In December of 2017, DNR terminated Cooke’s Port Angeles lease due to Cooke operating in an unauthorized area and failing to maintain the facility in a safe condition. Cooke challenged that termination in the superior court and that litigation is still pending.

The Washington state Legislature in 2018 phased out Atlantic salmon farming, and the company since shifted operations at its remaining leaseholds in Rich Passage and Hope Island to grow sterile steelhead trout.

Commissioner Franz’s full order is available at https://www.dnr.wa.gov/sites/default/files/publications/em_commissioners_order_net_pens.pdf
 
This 4 part series is really in depth. There are no easy answers.

 
Tangential
...
His Day Boat Seafood in 2011 became one of the first longline companies in the world to carry an ecolabel from the Marine Stewardship Council — the industry’s gold standard. As part of that sustainability drive, the Fort Pierce, Florida, company blazed a trail for video monitoring that spread throughout the U.S.’ Atlantic tuna fleet.

“I really believed in it. I thought it was a game changer,” he said.

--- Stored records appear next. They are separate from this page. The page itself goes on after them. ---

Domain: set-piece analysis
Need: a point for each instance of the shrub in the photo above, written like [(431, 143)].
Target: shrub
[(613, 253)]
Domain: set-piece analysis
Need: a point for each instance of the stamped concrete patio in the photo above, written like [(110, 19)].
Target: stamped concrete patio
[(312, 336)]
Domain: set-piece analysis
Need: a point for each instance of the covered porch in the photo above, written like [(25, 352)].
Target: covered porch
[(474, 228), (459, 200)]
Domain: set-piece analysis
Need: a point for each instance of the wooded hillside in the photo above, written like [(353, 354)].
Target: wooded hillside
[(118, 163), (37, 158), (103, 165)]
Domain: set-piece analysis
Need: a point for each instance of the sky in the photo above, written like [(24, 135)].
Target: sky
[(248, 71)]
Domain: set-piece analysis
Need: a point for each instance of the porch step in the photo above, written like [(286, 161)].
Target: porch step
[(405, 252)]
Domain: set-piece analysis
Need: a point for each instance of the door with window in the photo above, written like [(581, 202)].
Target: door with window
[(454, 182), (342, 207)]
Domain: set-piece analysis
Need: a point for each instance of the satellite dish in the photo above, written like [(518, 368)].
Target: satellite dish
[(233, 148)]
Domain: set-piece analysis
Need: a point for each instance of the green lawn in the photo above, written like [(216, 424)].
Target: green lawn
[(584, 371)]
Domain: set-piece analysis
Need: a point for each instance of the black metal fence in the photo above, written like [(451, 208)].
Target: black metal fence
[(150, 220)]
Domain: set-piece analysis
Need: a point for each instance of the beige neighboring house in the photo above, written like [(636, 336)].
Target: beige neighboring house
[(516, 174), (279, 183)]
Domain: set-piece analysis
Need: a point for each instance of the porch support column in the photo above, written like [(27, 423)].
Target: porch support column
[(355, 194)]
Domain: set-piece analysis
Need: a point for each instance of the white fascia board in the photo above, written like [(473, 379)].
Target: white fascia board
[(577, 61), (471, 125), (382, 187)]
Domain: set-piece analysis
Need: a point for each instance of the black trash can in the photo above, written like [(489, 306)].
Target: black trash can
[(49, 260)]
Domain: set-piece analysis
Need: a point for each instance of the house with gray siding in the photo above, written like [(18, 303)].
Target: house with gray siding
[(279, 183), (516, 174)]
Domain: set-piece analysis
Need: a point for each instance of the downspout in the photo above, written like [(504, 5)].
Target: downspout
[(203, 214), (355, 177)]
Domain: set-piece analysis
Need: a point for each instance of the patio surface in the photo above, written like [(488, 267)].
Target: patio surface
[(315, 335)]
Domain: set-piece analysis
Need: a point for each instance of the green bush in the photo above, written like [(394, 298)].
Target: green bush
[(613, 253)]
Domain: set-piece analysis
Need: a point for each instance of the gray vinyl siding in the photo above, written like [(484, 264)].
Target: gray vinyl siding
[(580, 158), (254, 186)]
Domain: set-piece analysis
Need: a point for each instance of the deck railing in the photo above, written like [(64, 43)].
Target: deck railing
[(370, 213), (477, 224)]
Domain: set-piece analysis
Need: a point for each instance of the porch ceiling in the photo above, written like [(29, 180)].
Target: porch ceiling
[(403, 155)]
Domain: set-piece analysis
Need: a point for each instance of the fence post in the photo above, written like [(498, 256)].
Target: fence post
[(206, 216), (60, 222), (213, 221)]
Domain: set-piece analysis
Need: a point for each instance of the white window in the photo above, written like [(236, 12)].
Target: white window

But his enthusiasm turned when NOAA used the videos to bring civil charges against him last year for what he says was an accidental case of illegal fishing.

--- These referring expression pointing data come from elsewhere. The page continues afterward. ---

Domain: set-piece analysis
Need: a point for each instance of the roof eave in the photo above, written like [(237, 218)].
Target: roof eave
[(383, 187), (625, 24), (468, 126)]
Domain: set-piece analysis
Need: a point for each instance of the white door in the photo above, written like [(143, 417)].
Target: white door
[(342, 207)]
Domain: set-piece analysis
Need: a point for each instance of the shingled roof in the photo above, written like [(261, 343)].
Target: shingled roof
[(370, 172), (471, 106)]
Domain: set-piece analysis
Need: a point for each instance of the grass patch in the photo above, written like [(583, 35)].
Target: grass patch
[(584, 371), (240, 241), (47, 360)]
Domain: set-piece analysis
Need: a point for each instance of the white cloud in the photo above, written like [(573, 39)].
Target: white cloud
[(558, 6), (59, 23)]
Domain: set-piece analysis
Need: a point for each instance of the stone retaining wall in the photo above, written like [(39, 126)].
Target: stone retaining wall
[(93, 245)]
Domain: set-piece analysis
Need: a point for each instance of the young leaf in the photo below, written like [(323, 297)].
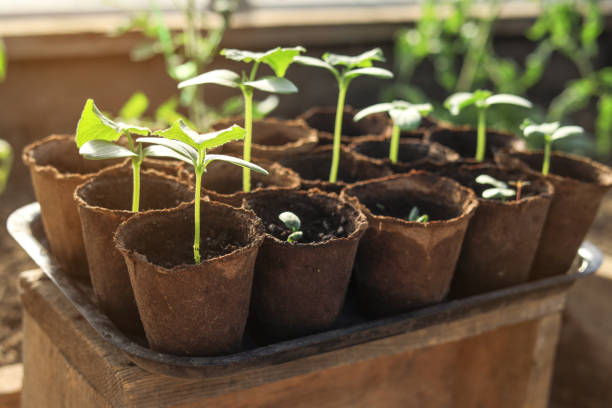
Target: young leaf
[(102, 149), (223, 77)]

The bust stems from trips made by four tuna boats managed by Day Boat to a tiny fishing hole bound on all sides by the Bahamas’ exclusive economic zone and a U.S. conservation area off limits to commercial fishing. Evidence reviewed by the AP show that Taylor’s boats were fishing legally inside U.S. waters when they dropped their hooks. But hours later some of the gear, carried by hard-to-predict underwater eddies, drifted a few miles over an invisible line into Bahamian waters.

Geolocated video footage was essential to proving the government’s case, showing how the boats pulled up 48 fish — swordfish, tuna and mahi mahi — while retrieving their gear in Bahamian waters.

As a result, NOAA levied a whopping $300,000 fine that almost bankrupted Taylor’s business and has had a chilling effect up and down the East Coast’s tuna fleet.

When electronic monitoring was getting started a decade ago, it appealed to fishermen who thought that the more reliable data might help the government reopen coastal areas closed to commercial fishing since the 1980s, when the fleet was five times larger. Articles on NOAA’s website promised the technology would be used to monitor tuna stocks with greater precision, not play Big Brother.

“They had everyone snowballed,” said Martin Scanlon, a New York-based skipper who heads the Blue Water Fishermen’s Association, which represents the fleet of around 90 longline vessels. “Never once did they mention it would be used as a compliance tool.”

Meanwhile, for Taylor, his two-year fight with the federal government has cost him dearly. He’s had to lay off workers, lease out boats and can no longer afford the licensing fee for the ecolabel he worked so hard to get. Most painful of all, he’s abandoned his dream of one day passing the fishing business on to his children.

“The technology today is incredibly effective,” Taylor said. “But until foreign competitors are held to the same high standards, the only impact from all this invasiveness will be to put the American commercial fishermen out of business.”


I think this is something that everyone fears, and is what's really holding us back from managing fish stocks correctly. There's no political will to punish US fisherman when the rest of the world is still raping and pillaging. Then when you get voluntary compliance you turn around and hammer them because you can. Was 48 fish really worth $300k in fines and a reversal of voluntary support?